# 07 Oct 10 female down McClean County



## headhunter25 (Feb 21, 2010)

Well this morning started out with a bang. Hunting a new place I scouted yesterday, a friend and I set in before about 1/2 hour before daylight due to the fact that we had to cross an open field to a spot on top a knoll. I've never been one for sleeping in if there's yotes that need killing anyway. As the morning continued on and we could start seeing the tree line we detected movement about 300 yards off to our left. At first we thought it was a coyote but once we look thru the glass we realized it was a giant raccoon. I mean hugh, had to be over 30 pounds. As it's crossing the field I used a rabbit distress call to stop it so we could get a better look. It stopped for a second and moved out again. I hit the call again and it stopped and my buddy is now looking at thru his scope. I'm like "dude don't shoot that raccoon". I then notice movement to my right and there was a coyote about 35 yards right in front of me. I had crawled over to my buddies postion to mess with the raccoon so I was without my rifle. I tried to get his attention, "dude, dude.... coyote, dude" He looks at me and I'm motioning with my finger..... Oh, then blam. I laughed so hard. It was funnier if you were there. I know I use dude to much. Here's a pic of this young female pup.
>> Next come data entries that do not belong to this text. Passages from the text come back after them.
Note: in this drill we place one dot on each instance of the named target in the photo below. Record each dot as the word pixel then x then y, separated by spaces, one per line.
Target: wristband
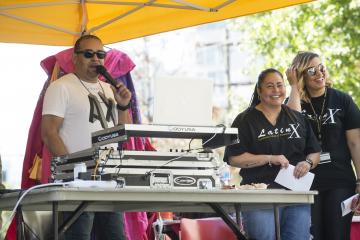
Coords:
pixel 309 161
pixel 123 108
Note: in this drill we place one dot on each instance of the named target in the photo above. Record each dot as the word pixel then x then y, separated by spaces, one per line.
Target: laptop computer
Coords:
pixel 183 101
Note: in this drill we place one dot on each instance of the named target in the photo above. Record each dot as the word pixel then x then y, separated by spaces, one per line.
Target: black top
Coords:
pixel 291 136
pixel 340 114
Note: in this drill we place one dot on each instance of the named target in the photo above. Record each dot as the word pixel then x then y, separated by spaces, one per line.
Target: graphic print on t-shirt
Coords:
pixel 327 118
pixel 291 131
pixel 96 111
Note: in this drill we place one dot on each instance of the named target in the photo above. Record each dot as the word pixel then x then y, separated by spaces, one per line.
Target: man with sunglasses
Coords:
pixel 335 120
pixel 76 105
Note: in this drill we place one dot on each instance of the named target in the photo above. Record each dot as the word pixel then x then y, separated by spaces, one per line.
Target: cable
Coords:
pixel 213 136
pixel 169 161
pixel 13 212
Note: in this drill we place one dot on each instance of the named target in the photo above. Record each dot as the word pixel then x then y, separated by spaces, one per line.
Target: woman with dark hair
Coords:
pixel 272 136
pixel 335 119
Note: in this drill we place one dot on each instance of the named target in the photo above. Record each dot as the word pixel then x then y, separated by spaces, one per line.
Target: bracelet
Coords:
pixel 269 160
pixel 123 108
pixel 309 161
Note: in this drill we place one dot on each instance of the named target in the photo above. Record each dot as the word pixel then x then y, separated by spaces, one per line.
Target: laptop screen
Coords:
pixel 183 101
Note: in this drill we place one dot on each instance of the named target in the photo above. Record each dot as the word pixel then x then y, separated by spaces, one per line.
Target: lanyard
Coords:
pixel 318 118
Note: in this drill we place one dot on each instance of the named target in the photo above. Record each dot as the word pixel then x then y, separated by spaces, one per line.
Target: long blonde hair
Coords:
pixel 301 62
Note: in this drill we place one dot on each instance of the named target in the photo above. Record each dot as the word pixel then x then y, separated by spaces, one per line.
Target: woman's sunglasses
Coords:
pixel 90 53
pixel 311 71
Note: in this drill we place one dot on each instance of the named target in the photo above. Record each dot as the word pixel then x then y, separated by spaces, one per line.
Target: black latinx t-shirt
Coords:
pixel 291 136
pixel 339 115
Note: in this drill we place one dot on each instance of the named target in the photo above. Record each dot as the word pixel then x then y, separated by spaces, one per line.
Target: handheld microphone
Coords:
pixel 100 69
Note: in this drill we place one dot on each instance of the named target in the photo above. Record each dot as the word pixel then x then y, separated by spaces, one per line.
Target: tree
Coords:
pixel 329 27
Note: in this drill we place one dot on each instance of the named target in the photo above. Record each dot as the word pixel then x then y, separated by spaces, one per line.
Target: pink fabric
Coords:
pixel 355 231
pixel 118 64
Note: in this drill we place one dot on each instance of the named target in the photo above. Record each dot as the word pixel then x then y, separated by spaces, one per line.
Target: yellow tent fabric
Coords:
pixel 56 22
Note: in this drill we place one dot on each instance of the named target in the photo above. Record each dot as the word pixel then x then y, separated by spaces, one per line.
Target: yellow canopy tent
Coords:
pixel 56 22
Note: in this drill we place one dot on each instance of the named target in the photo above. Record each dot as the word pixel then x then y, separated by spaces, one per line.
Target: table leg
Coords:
pixel 56 220
pixel 221 212
pixel 67 223
pixel 277 222
pixel 20 234
pixel 238 213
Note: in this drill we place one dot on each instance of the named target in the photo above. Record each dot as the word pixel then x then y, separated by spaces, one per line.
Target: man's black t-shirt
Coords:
pixel 339 115
pixel 291 136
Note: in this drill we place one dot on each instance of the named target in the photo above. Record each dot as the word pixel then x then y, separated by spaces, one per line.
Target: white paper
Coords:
pixel 346 205
pixel 286 178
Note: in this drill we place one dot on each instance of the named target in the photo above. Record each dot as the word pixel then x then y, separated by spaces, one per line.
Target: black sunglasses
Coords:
pixel 100 54
pixel 311 71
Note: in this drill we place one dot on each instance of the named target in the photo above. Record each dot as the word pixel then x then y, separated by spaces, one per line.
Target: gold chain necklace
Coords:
pixel 318 118
pixel 102 89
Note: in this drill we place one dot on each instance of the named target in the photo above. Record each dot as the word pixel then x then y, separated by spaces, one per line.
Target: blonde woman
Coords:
pixel 335 120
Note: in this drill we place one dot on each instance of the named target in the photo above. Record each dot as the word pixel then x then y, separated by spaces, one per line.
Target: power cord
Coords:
pixel 13 212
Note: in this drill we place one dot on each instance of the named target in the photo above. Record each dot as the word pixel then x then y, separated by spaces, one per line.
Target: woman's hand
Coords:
pixel 291 74
pixel 301 169
pixel 279 160
pixel 122 94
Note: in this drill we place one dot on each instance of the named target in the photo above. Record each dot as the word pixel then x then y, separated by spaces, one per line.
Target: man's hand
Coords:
pixel 279 160
pixel 122 94
pixel 301 169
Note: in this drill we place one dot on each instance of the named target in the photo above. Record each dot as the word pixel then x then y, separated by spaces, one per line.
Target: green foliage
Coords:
pixel 329 27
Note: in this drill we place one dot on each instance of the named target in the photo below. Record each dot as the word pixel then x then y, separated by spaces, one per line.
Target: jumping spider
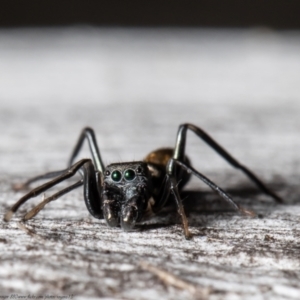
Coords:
pixel 127 193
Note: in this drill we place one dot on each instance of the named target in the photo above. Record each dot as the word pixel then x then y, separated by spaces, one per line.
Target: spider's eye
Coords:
pixel 116 175
pixel 129 174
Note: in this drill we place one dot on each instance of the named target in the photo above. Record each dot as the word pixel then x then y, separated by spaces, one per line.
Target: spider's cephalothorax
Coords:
pixel 126 193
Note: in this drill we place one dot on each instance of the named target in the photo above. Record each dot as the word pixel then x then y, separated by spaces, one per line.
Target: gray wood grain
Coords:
pixel 134 87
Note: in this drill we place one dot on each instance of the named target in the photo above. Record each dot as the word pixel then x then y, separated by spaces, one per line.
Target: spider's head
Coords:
pixel 126 192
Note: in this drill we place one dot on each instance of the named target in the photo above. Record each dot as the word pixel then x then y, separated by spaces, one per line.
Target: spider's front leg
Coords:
pixel 177 163
pixel 92 190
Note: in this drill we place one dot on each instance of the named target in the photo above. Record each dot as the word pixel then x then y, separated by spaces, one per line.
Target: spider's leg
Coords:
pixel 88 133
pixel 49 175
pixel 42 188
pixel 32 213
pixel 180 149
pixel 211 184
pixel 91 193
pixel 173 186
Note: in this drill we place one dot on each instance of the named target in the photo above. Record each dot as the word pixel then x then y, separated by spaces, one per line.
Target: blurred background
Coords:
pixel 231 13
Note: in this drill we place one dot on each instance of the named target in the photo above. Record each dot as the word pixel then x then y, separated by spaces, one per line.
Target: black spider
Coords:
pixel 126 193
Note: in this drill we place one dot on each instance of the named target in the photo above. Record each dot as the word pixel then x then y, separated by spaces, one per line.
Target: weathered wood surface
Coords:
pixel 134 88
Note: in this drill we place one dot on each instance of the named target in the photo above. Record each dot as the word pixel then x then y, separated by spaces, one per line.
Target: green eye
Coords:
pixel 116 176
pixel 129 174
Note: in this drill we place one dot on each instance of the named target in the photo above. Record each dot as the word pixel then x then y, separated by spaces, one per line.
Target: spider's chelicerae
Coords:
pixel 127 193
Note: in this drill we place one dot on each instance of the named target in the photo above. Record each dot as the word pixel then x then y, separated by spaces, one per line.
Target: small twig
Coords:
pixel 30 232
pixel 170 279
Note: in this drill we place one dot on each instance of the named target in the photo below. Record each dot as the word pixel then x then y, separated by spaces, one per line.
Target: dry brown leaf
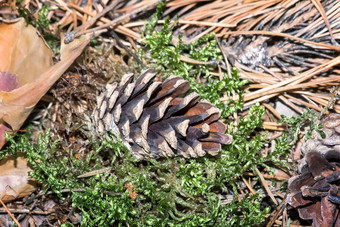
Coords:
pixel 26 55
pixel 14 179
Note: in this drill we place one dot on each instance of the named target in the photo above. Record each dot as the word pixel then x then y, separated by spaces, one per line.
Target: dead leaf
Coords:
pixel 14 179
pixel 25 54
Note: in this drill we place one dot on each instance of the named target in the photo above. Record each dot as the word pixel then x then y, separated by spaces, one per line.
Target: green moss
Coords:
pixel 169 192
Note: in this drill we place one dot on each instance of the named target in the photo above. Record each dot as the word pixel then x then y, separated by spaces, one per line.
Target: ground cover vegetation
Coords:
pixel 119 190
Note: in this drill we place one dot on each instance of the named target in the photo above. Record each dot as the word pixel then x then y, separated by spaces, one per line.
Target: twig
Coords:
pixel 10 213
pixel 265 185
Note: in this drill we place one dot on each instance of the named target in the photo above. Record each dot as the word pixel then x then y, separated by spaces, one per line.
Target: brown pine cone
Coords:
pixel 153 120
pixel 315 191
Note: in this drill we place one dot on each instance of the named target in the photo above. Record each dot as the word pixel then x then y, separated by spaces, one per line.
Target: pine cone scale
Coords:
pixel 154 122
pixel 315 191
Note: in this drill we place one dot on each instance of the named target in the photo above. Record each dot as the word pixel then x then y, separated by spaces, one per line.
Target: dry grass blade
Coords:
pixel 265 185
pixel 10 213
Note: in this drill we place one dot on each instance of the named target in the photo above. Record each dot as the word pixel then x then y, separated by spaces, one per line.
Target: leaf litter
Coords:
pixel 272 48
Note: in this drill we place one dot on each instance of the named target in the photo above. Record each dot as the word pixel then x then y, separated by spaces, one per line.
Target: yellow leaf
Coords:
pixel 25 54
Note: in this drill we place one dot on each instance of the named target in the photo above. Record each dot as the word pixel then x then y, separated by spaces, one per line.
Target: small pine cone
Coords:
pixel 315 191
pixel 154 121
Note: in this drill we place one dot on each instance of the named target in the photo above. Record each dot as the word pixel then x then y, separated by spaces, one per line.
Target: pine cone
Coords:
pixel 154 121
pixel 315 191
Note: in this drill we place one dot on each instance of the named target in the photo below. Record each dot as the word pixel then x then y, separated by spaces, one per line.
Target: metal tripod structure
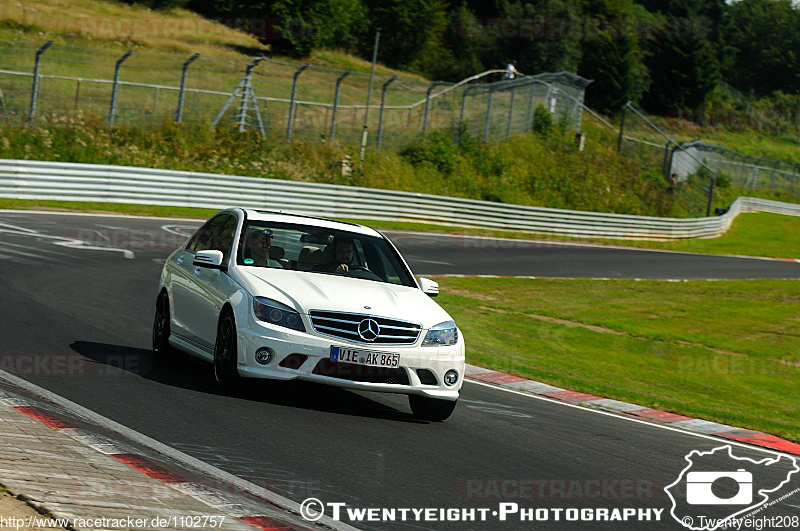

Second set was the coolest. Started with some long howls and some barks. Yote answered us right off the bat, then nothing. In front was a stand of trees that led to some wide open bottoms. I gave it a little time then started with a challenge bark and let the Foxpro do a couple of coy dog challenge barks. At 250 yards there stood coyote number 2. I look over and see that my friend already has his gun up and I get ready to tell him not to shoot yet and the shot rang out. Miss high and right. Coyote bails never to be seen again. It was a real pretty black one too. I start laughing at him again and really pouring it on him. He learned that next time let him come in a little closer. All in all not a bad morning amd wosh we could have gotten the other but hell we learned some stuff today. I can't wait for it to get colder and the coyotes to get hungier.

Chris C.


----------



## youngdon (Mar 10, 2010)

Good job on the one that you did get. Any day you earn something is a good day...and it's a great day if you're hunting.

Is dudes scope one of the laser range finding ones?


----------



## hassell (Feb 9, 2010)

Sounds like a good time was had by all, good shooting, nice weather, no fall colors yet?


----------



## singlesix (May 13, 2010)

Congrats, i have not seen a black one yet. Is that a burris eliminator on that bolt action you have? What kind of gun is it on?


----------



## headhunter25 (Feb 21, 2010)

Nope no fall colors yet. No rain in over a month and we have not had a good frost yet either. That scope and rifle is my friends gun. I think it's a .270 and yes it the Burris with the range finder. He just got back from Wyoming analope hunting the day before and wanted to get after some yotes. We'll be back at Monday morning. Wish I could take off this weekend. We also discussed what a bore deer hunting is going to be this year. Knowing the fact there are yotes out there that need to be ghosted....

Chris C.


----------